Based on the conceptual framework model of “element–structure–function”, methods such as entropy weight–TOPSIS, the coupling coordination degree model, and the obstacle degree model are employed to analyze the spatiotemporal characteristics, coordination relationships, and obstacle factors of integrated urban–rural development in 71 counties of Wuling Mountain area from 2010 to 2023. The main conclusions are as follows:

(1)

The integrated urban–rural development in counties of Wuling Mountain area showed a spatiotemporal evolution characteristic of “overall optimization–gap convergence–multipolar linkage–hot in the south and cold in the north”, with a relatively low level but significant room for improvement. From 2010 to 2023, the comprehensive average slowly increased from 0.428 to 0.502, with an average annual growth rate of only 1.213%, showing a continuous gradient upward trend but limited development effectiveness. The interprovincial average annual growth rate followed a hierarchical pattern of “Hunan Province > Chongqing City > Guizhou Province > Hubei Province”. Counties with strong factor siphoning achieved multipolar linkage through spatial reconstruction, while counties with weak population absorption gradually became marginalized, forming a polarization effect of gradient differentiation. Meanwhile, the CV showed the heterogeneity characteristics of “space > ecology > population > society > economy” in 2023.

(2)

The multidimensional coordination relationship was mainly influenced by the dual effects of spatial polarization and ecological constraints, its evolutionary path exhibited differentiated characteristics driven by multiple dimensions, and the “population–space” coupling coordination became the dominant mode.

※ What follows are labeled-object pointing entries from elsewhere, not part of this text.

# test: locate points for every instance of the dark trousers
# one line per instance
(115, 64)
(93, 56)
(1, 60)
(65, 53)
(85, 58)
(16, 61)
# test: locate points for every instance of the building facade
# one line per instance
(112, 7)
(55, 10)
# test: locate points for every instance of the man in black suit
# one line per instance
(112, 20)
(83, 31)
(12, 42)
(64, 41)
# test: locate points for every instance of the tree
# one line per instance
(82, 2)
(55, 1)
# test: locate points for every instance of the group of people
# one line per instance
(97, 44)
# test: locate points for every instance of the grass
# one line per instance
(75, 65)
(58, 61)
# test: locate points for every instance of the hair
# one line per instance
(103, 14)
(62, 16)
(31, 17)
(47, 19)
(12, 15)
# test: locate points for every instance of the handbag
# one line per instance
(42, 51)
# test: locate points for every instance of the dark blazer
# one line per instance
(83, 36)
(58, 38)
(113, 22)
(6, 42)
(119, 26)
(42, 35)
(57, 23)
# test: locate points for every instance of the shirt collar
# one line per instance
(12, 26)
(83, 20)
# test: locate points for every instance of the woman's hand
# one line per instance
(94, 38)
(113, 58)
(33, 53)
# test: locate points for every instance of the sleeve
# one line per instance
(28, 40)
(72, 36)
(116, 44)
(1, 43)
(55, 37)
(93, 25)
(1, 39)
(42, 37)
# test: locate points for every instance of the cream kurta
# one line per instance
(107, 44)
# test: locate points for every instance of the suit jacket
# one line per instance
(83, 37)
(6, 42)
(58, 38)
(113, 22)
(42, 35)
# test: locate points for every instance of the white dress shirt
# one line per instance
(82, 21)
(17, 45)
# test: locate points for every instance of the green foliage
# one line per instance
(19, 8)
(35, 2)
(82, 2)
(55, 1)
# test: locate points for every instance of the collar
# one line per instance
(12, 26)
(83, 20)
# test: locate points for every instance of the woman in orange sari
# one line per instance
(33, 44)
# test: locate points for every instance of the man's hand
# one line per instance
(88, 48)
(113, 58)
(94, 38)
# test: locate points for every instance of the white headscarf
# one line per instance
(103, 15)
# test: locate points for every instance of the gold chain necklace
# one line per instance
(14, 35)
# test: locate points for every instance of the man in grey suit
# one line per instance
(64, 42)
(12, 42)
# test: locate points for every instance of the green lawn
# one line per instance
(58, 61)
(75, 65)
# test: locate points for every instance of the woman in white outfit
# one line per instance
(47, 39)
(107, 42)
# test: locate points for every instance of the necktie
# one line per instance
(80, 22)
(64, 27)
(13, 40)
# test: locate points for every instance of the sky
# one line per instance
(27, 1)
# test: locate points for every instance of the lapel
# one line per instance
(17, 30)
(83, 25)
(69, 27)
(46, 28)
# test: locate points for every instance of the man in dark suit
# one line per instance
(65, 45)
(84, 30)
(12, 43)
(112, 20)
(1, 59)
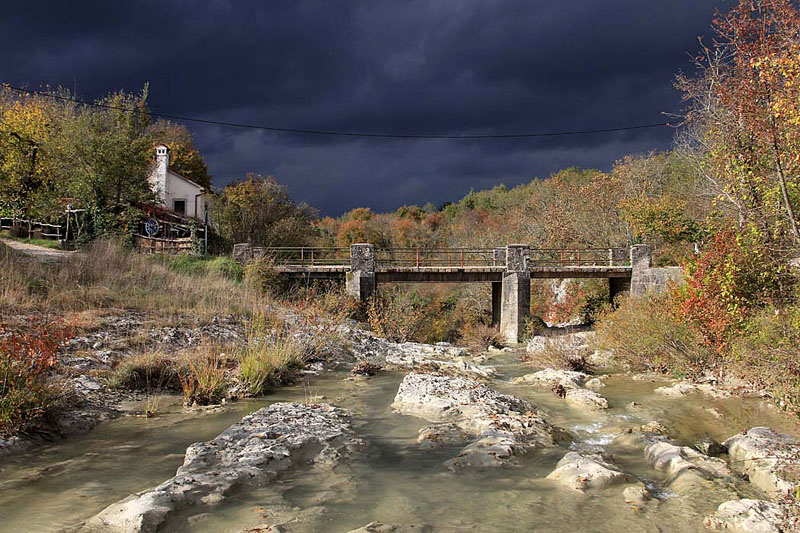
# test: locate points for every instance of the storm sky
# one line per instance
(381, 66)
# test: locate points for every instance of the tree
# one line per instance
(260, 211)
(745, 109)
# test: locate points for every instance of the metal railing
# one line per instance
(305, 255)
(446, 257)
(438, 257)
(579, 257)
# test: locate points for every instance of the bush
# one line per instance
(479, 336)
(395, 315)
(262, 275)
(645, 333)
(26, 361)
(767, 354)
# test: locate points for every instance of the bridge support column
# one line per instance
(516, 293)
(360, 280)
(640, 265)
(617, 286)
(497, 301)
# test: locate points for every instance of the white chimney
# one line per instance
(159, 178)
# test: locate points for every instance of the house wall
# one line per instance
(178, 188)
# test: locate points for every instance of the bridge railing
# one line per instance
(579, 257)
(307, 255)
(439, 257)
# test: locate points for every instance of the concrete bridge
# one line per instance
(509, 269)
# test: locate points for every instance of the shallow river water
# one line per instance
(395, 481)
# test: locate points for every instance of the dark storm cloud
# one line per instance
(431, 66)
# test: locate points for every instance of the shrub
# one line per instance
(395, 315)
(479, 336)
(645, 333)
(262, 275)
(26, 361)
(767, 354)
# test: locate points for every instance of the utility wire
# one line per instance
(341, 133)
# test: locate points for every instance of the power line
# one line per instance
(343, 133)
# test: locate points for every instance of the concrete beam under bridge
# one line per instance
(510, 274)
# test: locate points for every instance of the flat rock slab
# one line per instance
(583, 472)
(586, 399)
(252, 452)
(551, 376)
(763, 454)
(675, 460)
(503, 426)
(747, 516)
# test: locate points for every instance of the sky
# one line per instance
(452, 67)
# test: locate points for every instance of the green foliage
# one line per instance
(263, 275)
(767, 353)
(260, 211)
(644, 333)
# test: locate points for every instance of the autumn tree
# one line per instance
(744, 109)
(260, 211)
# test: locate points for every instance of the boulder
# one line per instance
(585, 399)
(551, 376)
(747, 516)
(252, 452)
(763, 454)
(584, 472)
(503, 426)
(684, 467)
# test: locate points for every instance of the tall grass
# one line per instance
(645, 334)
(106, 275)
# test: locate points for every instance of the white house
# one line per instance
(176, 193)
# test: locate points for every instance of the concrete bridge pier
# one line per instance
(360, 280)
(515, 305)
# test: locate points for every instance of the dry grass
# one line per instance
(106, 276)
(643, 333)
(479, 336)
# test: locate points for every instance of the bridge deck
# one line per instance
(442, 274)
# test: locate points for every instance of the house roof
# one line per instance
(184, 178)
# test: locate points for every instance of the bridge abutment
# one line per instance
(515, 297)
(360, 280)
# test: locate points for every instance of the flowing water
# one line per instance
(395, 481)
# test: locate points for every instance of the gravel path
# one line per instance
(38, 253)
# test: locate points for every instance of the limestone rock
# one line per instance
(594, 384)
(551, 376)
(636, 495)
(503, 426)
(747, 516)
(584, 472)
(683, 465)
(585, 398)
(252, 452)
(763, 453)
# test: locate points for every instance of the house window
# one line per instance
(179, 206)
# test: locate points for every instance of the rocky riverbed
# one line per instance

The comprehensive coupling coordination degree increased from 0.6380 in 2010 to 0.7016 in 2023, with an average annual growth rate of 0.52%. There was a significant difference in the coupling coordination between subsystems. During the sample period, the overall coupling coordination degree of 71 counties (cities, districts) was in the coordination stage, but it was still dominated by primary coordination. In 2018, the coupling coordination state began to trend towards spatial polarization, while the county coordination degree showed a characteristic of “polarization convergence” in 2023. Nearly 60% of counties achieved a level upgrade from the transition stage to the coordination stage, and the degree of advancement showed a “gradient increasing” trend.

(3)

The obstacle of spatial integration ranked first and the mismatch of factors was severe. The core constraint factors were the imbalance between land urbanization and population distribution. It urgently requires market-oriented reforms to solve structural contradictions. The obstacle degrees at the system level were ranked as space > population > society > economy > ecology. Among them, the spatial integration system had a high obstacle degree of 25.733%, becoming the largest obstacle level. The top five obstacle factors at the indicator level were ranked as land urbanization > urban population density > cultural service supply > green coverage rate > urban–rural land allocation, with average obstacle levels of 10.190%, 9.964%, 8.997%, 8.954%, and 8.466%, respectively. The core contradiction of the integrated urban–rural development in counties of the Wuling Mountain area is concentrated in the tripartite dilemma of “extensive land utilization–factor blockage–ecological antagonism”, and it is urgent to enhance its endogenous driving force through the market-oriented reform of two-way factor flow.